Make a conscious effort to be sexy from time to time. It can be something as simple as swapping your greying bra and knickers for something a little more slinky or setting the scene with good food and wine, and be ready and waiting for him to come home by throwing your arms around him and giving his bum a good squeeze.
“Most people would rather come home to a partner who is open to doing something different now and again than a couch potato,” adds Clare. That said, there is room in your life for both spontaneity and planning – so sometimes scheduled sex can be just as thrilling: “We all look forward to planned events – anticipating and fantasising about it can often be as enjoyable as the event itself,” says Clare.
Knowing you're going to be having sex that night can be a huge turn-on, so why not send him a text explaining exactly what you plan to do when you get home tonight?
Take the lead
Fact: men love confidence. “Confidence is key to equality in your relationship, so don't be afraid to assert yourself a bit more and ask for what you want,” suggests Clare. “Feeling confident is about accepting yourself for who you are and not comparing or competing with others, which can lead to feelings of inadequacy. Don't give in to any set way you should look or behave, attractiveness is about who you are as a person.”

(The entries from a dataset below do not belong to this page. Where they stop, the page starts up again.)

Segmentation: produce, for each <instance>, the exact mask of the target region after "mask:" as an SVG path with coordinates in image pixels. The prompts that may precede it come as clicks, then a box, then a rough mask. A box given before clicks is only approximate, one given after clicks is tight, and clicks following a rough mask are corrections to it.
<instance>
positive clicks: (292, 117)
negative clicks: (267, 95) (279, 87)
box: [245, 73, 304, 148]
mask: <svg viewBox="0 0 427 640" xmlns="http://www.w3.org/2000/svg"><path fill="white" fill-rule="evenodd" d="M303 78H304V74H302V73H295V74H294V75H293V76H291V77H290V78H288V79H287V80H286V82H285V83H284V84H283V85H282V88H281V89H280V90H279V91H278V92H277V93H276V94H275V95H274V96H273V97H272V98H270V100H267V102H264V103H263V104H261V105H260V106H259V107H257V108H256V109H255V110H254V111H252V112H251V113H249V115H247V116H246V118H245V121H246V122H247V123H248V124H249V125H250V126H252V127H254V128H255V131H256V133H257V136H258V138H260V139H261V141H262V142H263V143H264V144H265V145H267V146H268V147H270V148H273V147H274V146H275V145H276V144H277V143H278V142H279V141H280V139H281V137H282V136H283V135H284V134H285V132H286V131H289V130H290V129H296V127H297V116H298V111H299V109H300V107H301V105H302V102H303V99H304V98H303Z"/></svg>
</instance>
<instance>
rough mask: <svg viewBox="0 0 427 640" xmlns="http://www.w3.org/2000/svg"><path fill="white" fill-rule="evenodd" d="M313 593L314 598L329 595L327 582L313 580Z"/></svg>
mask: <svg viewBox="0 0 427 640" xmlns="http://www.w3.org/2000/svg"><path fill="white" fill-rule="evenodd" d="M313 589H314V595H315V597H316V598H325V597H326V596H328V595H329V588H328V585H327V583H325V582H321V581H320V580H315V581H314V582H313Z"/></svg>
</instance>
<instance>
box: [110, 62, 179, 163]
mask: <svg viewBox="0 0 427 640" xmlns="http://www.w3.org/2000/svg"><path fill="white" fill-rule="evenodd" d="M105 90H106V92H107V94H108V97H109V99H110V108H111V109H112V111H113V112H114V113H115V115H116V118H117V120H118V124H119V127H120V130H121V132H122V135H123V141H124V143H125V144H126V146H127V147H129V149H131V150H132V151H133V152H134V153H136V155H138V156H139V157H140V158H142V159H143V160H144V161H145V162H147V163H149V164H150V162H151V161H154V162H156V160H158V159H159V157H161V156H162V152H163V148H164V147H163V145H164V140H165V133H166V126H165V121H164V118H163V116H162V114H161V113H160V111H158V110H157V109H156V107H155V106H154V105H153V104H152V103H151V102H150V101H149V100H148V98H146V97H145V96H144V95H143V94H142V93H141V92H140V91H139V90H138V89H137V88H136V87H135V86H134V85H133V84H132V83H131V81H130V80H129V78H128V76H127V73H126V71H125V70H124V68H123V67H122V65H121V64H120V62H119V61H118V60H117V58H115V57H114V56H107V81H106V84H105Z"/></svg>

Take the initiative now and again, and don't be afraid to introduce different elements into your sex life, be it toys, a sexy striptease, photography, even something as simple as leaving the lights on. He might be surprised, but will love this side of you.
If things really are falling behind, don’t wait for him to make the first move, take control and put the spark back in yourself. Most importantly, your newfound confidence will give you a huge dopamine boost, meaning you'll get the most out of the action too.
If you really feel like things have dwindled, rather than striving to get things how they used to be, focus on the intimacy and explore new avenues of pleasure to create a sex life that satisfies you both.
One of the most exciting things about a new relationship is that initial spark, but being closer emotionally rather than because of sexual enlivenment isn't necessarily a bad thing, be prepared for changes in your sex drive: “Communication is really important,” confirms Clare.
Ladies, we need to be warmed up, right? And our biggest organ is our brain. Cuddles on the sofa while watching your favourite film, massages and even talking about your fantasies can work wonders for bringing you closer together and spiking your libido – a combination that’s a guaranteed route to orgasm, hurrah!